Nothing she did seemed to make any difference. Grounding didn't work. Neither did yelling, crying, taking away privileges, counseling, switching schools, probation or stints in juvenile hall...
Finally, at the end of a family trip to Cambodia in 2004, Chou told Michael that they were leaving him behind. She, her husband and Michael's two younger siblings returned to their Tukwila home while Michael remained in a remote village to be raised and taught by monks in a Buddhist temple...
It's a good article with a happy ending. This Idaho boy could stand some more exposure to stories like this.
- 9:14 PM
So I link to this goofy item on Boing Boing about a toy tattoo gun for kids ("You know, for kids!"). I add my own snarky throw - away comment, next thing I know I'm being cited by a popular law professor's blog and cited for bigotry against illustrated - Americans.

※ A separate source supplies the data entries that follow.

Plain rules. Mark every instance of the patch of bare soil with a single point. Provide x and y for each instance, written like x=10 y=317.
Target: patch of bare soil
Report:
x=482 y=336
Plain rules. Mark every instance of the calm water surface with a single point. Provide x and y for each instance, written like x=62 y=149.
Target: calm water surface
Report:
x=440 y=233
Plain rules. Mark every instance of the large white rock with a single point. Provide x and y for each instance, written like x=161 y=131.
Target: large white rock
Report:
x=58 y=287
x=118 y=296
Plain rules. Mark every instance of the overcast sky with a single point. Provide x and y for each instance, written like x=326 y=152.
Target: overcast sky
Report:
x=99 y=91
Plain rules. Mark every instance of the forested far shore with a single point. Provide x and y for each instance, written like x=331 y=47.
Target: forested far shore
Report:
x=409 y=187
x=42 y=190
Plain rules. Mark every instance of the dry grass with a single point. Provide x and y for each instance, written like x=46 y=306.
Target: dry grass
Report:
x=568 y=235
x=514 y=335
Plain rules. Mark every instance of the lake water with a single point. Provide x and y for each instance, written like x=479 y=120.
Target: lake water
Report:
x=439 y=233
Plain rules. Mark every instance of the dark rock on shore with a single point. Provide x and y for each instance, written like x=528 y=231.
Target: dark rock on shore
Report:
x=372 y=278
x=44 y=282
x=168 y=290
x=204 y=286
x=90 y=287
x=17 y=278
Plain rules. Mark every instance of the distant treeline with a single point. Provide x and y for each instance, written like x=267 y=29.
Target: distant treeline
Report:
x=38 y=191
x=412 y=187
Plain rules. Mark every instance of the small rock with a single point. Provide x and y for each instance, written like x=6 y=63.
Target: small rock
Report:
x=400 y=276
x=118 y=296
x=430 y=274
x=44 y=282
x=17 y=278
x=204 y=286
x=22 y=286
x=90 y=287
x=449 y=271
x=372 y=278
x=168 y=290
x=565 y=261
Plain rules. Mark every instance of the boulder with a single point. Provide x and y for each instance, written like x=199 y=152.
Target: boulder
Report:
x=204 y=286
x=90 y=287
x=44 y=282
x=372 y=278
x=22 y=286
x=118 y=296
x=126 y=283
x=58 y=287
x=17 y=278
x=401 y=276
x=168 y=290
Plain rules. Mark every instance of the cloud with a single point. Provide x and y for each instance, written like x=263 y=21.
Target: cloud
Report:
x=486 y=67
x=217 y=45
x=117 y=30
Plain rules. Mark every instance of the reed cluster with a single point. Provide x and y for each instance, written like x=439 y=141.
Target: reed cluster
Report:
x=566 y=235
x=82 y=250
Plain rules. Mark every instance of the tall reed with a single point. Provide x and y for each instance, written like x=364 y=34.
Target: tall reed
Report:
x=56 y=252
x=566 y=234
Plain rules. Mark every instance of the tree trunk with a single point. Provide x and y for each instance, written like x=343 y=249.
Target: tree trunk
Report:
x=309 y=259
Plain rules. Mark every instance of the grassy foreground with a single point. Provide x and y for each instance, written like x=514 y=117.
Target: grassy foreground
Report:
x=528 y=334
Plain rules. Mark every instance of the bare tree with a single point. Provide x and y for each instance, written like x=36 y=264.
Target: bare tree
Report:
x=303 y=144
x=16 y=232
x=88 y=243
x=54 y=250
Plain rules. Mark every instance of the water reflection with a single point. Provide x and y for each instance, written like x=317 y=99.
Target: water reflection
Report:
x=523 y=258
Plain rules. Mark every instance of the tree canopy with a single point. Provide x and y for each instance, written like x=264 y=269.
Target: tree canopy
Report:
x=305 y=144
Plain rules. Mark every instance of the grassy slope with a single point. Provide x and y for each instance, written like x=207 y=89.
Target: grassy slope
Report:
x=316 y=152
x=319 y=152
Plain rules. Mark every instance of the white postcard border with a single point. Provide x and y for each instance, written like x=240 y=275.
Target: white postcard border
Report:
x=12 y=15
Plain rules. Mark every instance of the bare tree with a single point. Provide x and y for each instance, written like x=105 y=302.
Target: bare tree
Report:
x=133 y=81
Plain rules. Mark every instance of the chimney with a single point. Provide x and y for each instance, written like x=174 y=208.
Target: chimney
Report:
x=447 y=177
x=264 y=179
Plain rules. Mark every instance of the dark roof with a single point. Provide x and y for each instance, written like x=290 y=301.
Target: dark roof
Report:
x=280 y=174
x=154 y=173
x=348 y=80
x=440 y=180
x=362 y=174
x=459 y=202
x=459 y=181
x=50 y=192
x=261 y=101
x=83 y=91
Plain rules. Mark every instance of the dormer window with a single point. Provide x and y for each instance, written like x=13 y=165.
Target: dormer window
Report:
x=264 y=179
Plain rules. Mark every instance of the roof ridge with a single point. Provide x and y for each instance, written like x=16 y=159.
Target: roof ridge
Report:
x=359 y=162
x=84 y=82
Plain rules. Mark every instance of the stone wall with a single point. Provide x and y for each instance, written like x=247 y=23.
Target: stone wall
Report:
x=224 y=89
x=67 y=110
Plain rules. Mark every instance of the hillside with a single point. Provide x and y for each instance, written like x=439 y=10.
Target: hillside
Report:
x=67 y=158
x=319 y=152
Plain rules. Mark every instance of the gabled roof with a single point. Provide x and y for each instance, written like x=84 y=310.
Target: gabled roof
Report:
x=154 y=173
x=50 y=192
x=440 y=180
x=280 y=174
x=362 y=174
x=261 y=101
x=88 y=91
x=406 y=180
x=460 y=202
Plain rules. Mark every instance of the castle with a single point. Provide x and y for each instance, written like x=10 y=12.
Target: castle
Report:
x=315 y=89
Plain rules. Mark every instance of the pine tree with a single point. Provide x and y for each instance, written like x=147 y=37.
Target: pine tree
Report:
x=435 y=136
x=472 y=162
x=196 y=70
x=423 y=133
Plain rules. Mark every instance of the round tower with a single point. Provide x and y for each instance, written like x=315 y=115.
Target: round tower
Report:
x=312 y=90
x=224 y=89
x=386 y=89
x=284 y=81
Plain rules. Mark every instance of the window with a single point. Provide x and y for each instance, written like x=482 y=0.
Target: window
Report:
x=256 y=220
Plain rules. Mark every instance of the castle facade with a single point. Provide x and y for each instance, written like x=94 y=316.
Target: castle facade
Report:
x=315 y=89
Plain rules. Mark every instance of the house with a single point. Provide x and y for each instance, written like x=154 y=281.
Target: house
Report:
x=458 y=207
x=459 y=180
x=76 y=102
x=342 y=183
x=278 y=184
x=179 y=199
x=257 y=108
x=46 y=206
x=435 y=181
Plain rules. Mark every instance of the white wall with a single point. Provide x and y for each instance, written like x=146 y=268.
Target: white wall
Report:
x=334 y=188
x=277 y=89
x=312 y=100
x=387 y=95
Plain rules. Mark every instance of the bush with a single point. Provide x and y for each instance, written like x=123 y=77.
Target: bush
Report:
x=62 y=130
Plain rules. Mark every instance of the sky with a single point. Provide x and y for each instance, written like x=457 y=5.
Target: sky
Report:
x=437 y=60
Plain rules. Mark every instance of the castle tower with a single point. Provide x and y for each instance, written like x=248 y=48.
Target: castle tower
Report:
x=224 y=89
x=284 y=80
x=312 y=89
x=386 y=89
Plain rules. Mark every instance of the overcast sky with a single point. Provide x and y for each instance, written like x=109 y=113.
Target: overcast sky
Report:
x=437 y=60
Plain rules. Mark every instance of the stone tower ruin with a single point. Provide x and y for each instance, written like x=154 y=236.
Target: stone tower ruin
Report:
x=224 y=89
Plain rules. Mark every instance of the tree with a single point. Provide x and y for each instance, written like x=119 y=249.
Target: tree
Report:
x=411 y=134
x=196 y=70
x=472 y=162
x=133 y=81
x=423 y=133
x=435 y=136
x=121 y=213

I need to pause for some reflection and self-criticism: how have I grown so middle-aged and Scrooge-like with my tattoo love? Why would I not be thrilled about seeing my teenage clients wanting to get ink done? Could it come from being an old white guy? Or from the Book of Leviticus? Or from President Gordon B. Hinckley?
Or could it come from the guy with the teardrops inked by his eye in Boise, the skinhead with the full swastika covering his dome in Caldwell, the con with the lightning bolts on his neck in Twin Falls? Darn my prejudices, anyway. Must remember that "people like art in all forms," "you can't judge a book...," and all that.
(disclaimer: some of my most talented colleagues, hires and co-workers have had the tats, so shows how much I know.)
Bonus link goes to Eyebrow-Raising Tattoos from The Smoking Gun.
- 7:19 PM
December 05, 2006
This is apparently from some pernicious chain letter going around, via Brian Tannenbaum's Criminal Defense blog:
The Criminalization of Life
Scenario: Jack pulls into school parking lot with rifle in gun rack.
1973.....Vice Principal comes over, takes a look at Jack's rifle, goes to his car and gets his to show Jack.
2006 ......School goes into lockdown, FBI called, Jack hauled off to jail and never sees his truck or gun again. Counselors called in for traumatized students and teachers...
That first one is very Idaho circa my high school years. I'm ever grateful that I am not coming up these days. I think back, not so fondly, to the dumb things I did back then, only to get off with a warning or a driver safety class. My poor parents then, my poor kid clients now...
- 8:31 PM
December 04, 2006
December 03, 2006
Stop Jailing the Juvies...
(R)ather than promoting public safety, detention — the pretrial “jailing” of youth not yet found delinquent — may contribute to future offenses...
I have a number of clients in pre-trial detention. At least one is in an especially frustrating bureaucratic limbo: not adjudicated, and ordered to treatment to attempt to restore competency, but with no hospital bed open 'til December 11, my client continues to sit in detention.